Nous avons dû mener une troisième bataille consistant à harmoniser les décisions européennes, et en particulier à obtenir la tenue d'un Conseil des ministres européens. J'ai fini par l'obtenir, mais avec un décalage important par rapport au moment où j'en avais fait la demande.
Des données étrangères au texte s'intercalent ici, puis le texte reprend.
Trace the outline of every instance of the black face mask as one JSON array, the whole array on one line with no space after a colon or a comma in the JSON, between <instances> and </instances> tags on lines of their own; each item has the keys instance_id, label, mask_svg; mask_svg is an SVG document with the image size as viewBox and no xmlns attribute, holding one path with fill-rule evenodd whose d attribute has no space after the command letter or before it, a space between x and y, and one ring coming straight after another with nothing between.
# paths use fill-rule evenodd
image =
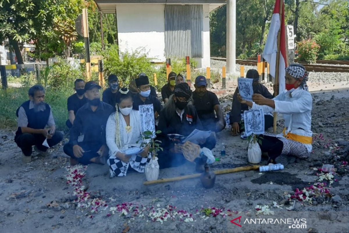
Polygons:
<instances>
[{"instance_id":1,"label":"black face mask","mask_svg":"<svg viewBox=\"0 0 349 233\"><path fill-rule=\"evenodd\" d=\"M78 95L82 95L85 93L84 89L77 89L75 90Z\"/></svg>"},{"instance_id":2,"label":"black face mask","mask_svg":"<svg viewBox=\"0 0 349 233\"><path fill-rule=\"evenodd\" d=\"M90 105L92 105L92 106L98 106L99 104L99 103L101 102L101 99L99 98L96 98L92 100L89 100L88 102L90 103Z\"/></svg>"},{"instance_id":3,"label":"black face mask","mask_svg":"<svg viewBox=\"0 0 349 233\"><path fill-rule=\"evenodd\" d=\"M178 100L175 103L176 107L178 108L180 110L183 110L184 108L187 107L188 105L188 102L180 102Z\"/></svg>"}]
</instances>

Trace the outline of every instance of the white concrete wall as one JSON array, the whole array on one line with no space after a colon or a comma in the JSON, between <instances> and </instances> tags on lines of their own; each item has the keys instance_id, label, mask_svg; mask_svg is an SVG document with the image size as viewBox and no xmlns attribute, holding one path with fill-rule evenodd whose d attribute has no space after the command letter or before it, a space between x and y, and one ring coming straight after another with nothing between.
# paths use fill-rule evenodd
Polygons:
<instances>
[{"instance_id":1,"label":"white concrete wall","mask_svg":"<svg viewBox=\"0 0 349 233\"><path fill-rule=\"evenodd\" d=\"M210 67L209 5L203 5L203 57L195 58L199 67ZM119 45L120 51L144 48L154 61L164 61L165 5L118 4Z\"/></svg>"},{"instance_id":2,"label":"white concrete wall","mask_svg":"<svg viewBox=\"0 0 349 233\"><path fill-rule=\"evenodd\" d=\"M199 68L210 67L210 8L209 4L203 5L203 31L202 32L203 57L194 58L197 61Z\"/></svg>"},{"instance_id":3,"label":"white concrete wall","mask_svg":"<svg viewBox=\"0 0 349 233\"><path fill-rule=\"evenodd\" d=\"M164 61L165 5L118 4L120 51L144 48L154 61Z\"/></svg>"}]
</instances>

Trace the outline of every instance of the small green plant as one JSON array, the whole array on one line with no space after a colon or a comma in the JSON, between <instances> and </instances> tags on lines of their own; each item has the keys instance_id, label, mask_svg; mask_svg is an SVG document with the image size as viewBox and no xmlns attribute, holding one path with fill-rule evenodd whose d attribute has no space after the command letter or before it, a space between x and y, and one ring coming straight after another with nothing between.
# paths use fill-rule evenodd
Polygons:
<instances>
[{"instance_id":1,"label":"small green plant","mask_svg":"<svg viewBox=\"0 0 349 233\"><path fill-rule=\"evenodd\" d=\"M117 45L113 45L106 49L102 55L106 78L111 74L116 74L119 77L120 85L128 86L141 72L144 72L150 77L155 73L151 59L148 57L144 49L120 52L119 55ZM106 81L106 83L107 82ZM150 81L151 81L151 79Z\"/></svg>"},{"instance_id":2,"label":"small green plant","mask_svg":"<svg viewBox=\"0 0 349 233\"><path fill-rule=\"evenodd\" d=\"M85 79L80 69L73 68L61 59L52 66L50 70L47 83L55 90L72 88L75 79Z\"/></svg>"},{"instance_id":3,"label":"small green plant","mask_svg":"<svg viewBox=\"0 0 349 233\"><path fill-rule=\"evenodd\" d=\"M263 136L262 134L260 134L257 136L255 134L251 134L250 136L247 137L247 141L249 143L252 140L253 140L253 143L258 143L259 145L262 144L262 139L263 139Z\"/></svg>"},{"instance_id":4,"label":"small green plant","mask_svg":"<svg viewBox=\"0 0 349 233\"><path fill-rule=\"evenodd\" d=\"M158 130L155 132L155 133L158 134L161 133L161 131ZM143 132L143 135L142 135L142 143L141 144L141 146L149 147L149 152L151 153L153 155L153 159L155 159L155 156L157 155L157 152L159 150L163 151L164 150L162 147L160 146L160 143L161 143L161 141L159 140L154 140L153 135L154 134L154 132L150 131L145 131ZM147 141L147 142L146 142ZM138 143L138 142L137 142Z\"/></svg>"},{"instance_id":5,"label":"small green plant","mask_svg":"<svg viewBox=\"0 0 349 233\"><path fill-rule=\"evenodd\" d=\"M211 214L211 212L212 212L212 210L211 210L209 208L206 208L206 209L203 209L201 210L201 211L203 212L205 214L205 215L207 216L209 216Z\"/></svg>"},{"instance_id":6,"label":"small green plant","mask_svg":"<svg viewBox=\"0 0 349 233\"><path fill-rule=\"evenodd\" d=\"M194 69L197 67L198 62L192 58L190 58L189 63L192 71L191 78L192 79L194 77ZM186 76L186 61L185 58L171 59L171 70L176 74L181 74ZM168 77L166 77L166 65L164 64L161 66L156 71L156 73L157 78L157 88L158 89L159 89L168 82Z\"/></svg>"},{"instance_id":7,"label":"small green plant","mask_svg":"<svg viewBox=\"0 0 349 233\"><path fill-rule=\"evenodd\" d=\"M300 61L305 61L311 63L316 62L320 46L314 41L310 39L302 41L297 44L297 48Z\"/></svg>"},{"instance_id":8,"label":"small green plant","mask_svg":"<svg viewBox=\"0 0 349 233\"><path fill-rule=\"evenodd\" d=\"M44 80L44 84L45 87L47 87L49 83L49 75L50 71L52 68L52 66L46 66L44 70L40 70L40 76L38 81L39 83L42 82L42 80Z\"/></svg>"},{"instance_id":9,"label":"small green plant","mask_svg":"<svg viewBox=\"0 0 349 233\"><path fill-rule=\"evenodd\" d=\"M82 41L73 44L73 53L74 54L85 53L84 43Z\"/></svg>"}]
</instances>

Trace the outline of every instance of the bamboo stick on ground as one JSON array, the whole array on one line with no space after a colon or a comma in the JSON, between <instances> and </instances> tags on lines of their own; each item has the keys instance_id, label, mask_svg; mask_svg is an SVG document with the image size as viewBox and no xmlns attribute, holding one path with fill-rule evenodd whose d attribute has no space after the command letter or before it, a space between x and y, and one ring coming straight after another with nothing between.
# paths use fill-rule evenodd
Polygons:
<instances>
[{"instance_id":1,"label":"bamboo stick on ground","mask_svg":"<svg viewBox=\"0 0 349 233\"><path fill-rule=\"evenodd\" d=\"M214 172L216 175L221 175L222 174L227 174L228 173L231 173L238 172L242 172L243 171L249 171L252 170L258 170L260 166L259 165L254 165L251 166L245 166L245 167L236 167L235 168L229 168L229 169L224 169L223 170L218 170L216 171L214 171ZM166 182L171 182L172 181L177 181L182 180L186 180L187 179L192 179L193 178L200 177L201 173L197 173L192 175L187 175L181 176L177 176L170 178L166 178L165 179L161 179L156 180L153 180L150 181L146 181L143 184L145 185L148 184L159 184L162 183L166 183Z\"/></svg>"}]
</instances>

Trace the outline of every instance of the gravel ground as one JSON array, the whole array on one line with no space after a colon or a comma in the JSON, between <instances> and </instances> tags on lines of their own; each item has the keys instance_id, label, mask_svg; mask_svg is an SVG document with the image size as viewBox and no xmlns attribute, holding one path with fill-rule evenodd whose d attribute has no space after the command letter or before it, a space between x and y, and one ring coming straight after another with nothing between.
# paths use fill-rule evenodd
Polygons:
<instances>
[{"instance_id":1,"label":"gravel ground","mask_svg":"<svg viewBox=\"0 0 349 233\"><path fill-rule=\"evenodd\" d=\"M349 167L346 163L349 160L349 117L345 110L349 108L349 92L312 95L313 152L308 159L290 161L284 169L277 172L217 175L210 189L203 188L199 179L151 185L144 185L145 176L136 173L110 179L107 166L91 165L86 170L82 169L81 180L74 180L81 181L76 187L86 190L87 192L84 193L90 197L79 203L73 194L74 187L67 183L68 173L65 168L68 159L61 145L56 147L50 157L37 158L24 164L13 140L14 131L0 130L0 232L348 232ZM225 112L229 110L231 97L220 99ZM278 125L281 131L282 119ZM247 142L231 136L230 130L227 128L218 134L217 145L225 144L226 155L221 156L219 147L214 149L214 155L220 161L212 165L211 169L248 165ZM263 158L261 164L266 162ZM326 178L318 170L326 164L335 165L333 177ZM192 174L194 167L188 162L162 170L159 177ZM311 203L291 198L296 189L302 190L322 179L333 182L327 186L328 193L310 191L307 196L311 198ZM86 206L89 203L91 205ZM83 205L79 207L79 203ZM94 211L92 207L98 205L101 206L95 209L98 212ZM264 205L268 208L265 209ZM153 221L153 210L156 212L163 208L172 219L162 224ZM210 211L208 217L202 208ZM259 210L262 213L256 215ZM240 216L242 222L237 219L235 222L243 225L241 228L230 221ZM306 228L244 223L247 218L282 216L305 218Z\"/></svg>"}]
</instances>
Le 24 janvier, la commissaire européenne à la santé me dit qu'elle ne peut pas convoquer le Conseil des ministres européens car cela ne relève pas de sa compétence ; j'appelle donc le ministre de la santé croate – la Croatie préside le Conseil au premier semestre 2020 – qui me promet une réunion du Conseil dans la semaine du 26 au 31 janvier qui n'arrive pas. Je comprends par le MAE que la plupart des pays n'y sont pas favorables, parce qu'ils ne voient pas le problème. Le 31 janvier, j'écris un courrier au ministre croate en exigeant une réunion du Conseil, qui n'a toujours pas eu lieu. Ce courrier part au moment où je vais accueillir les Français rapatriés à Carry-le-Rouet ; dans l'avion qui m'y mène, je demande à mon cabinet de rédiger la lettre que je signe l'après-midi pour qu'elle parte directement, parce que je n'ai pas compris que le Conseil ne se soit pas tenu cette semaine-là. Entre-temps, les pourparlers démarrent à Bruxelles ; c'est le MAE qui s'en charge pour essayer d'obtenir cette réunion du Conseil, contre l'avis de la plupart des États qui n'en comprennent pas l'intérêt. Enfin, avec Jens Spahn, mon homologue allemand avec qui je suis en relation permanente et qui s'est rendu au ministère, nous actons le 4 février la tenue d'un Conseil des ministres européens au cours d'une conférence de presse commune. Ma première demande date donc du 24 janvier, mon courrier de relance du 31 janvier, et nous l'exigeons de manière bilatérale le 4 février ; il a finalement lieu le 12 février. Telle est la bataille que j'ai menée.
Il faut faire un retour d'expérience au niveau international. Lors de la réunion du 12 février, j'ai le sentiment que tout le monde ne partage pas mon inquiétude. D'ailleurs, cette réunion, qui porte essentiellement sur le risque de pénurie de médicaments, conclut qu'il faut faire des achats groupés d'équipements. C'est sur ce sujet que se concentre l'inquiétude. Les premières questions des députés au Gouvernement sur le coronavirus et cette épidémie datent du 28 janvier ; elles portent sur le rapatriement des Français. Il faut attendre le 11 février pour que nous soyons interrogés sur les pénuries de médicaments. Voilà où en était alors le niveau d'alerte général.
Enfin, les décisions de l'OMS, que nous sommes obligés de prendre en compte, n'ont pas correspondu à ma perception du niveau de risque. Je n'ai pas compris pourquoi l'urgence de santé publique de portée internationale, déclarée le 30 janvier, ne l'avait pas été dès le 22 ou le 23, à tel point que j'ai appelé le docteur Tedros pour qu'il m'explique les raisons de ce choix. J'ai d'ailleurs été en contact avec lui à plusieurs reprises.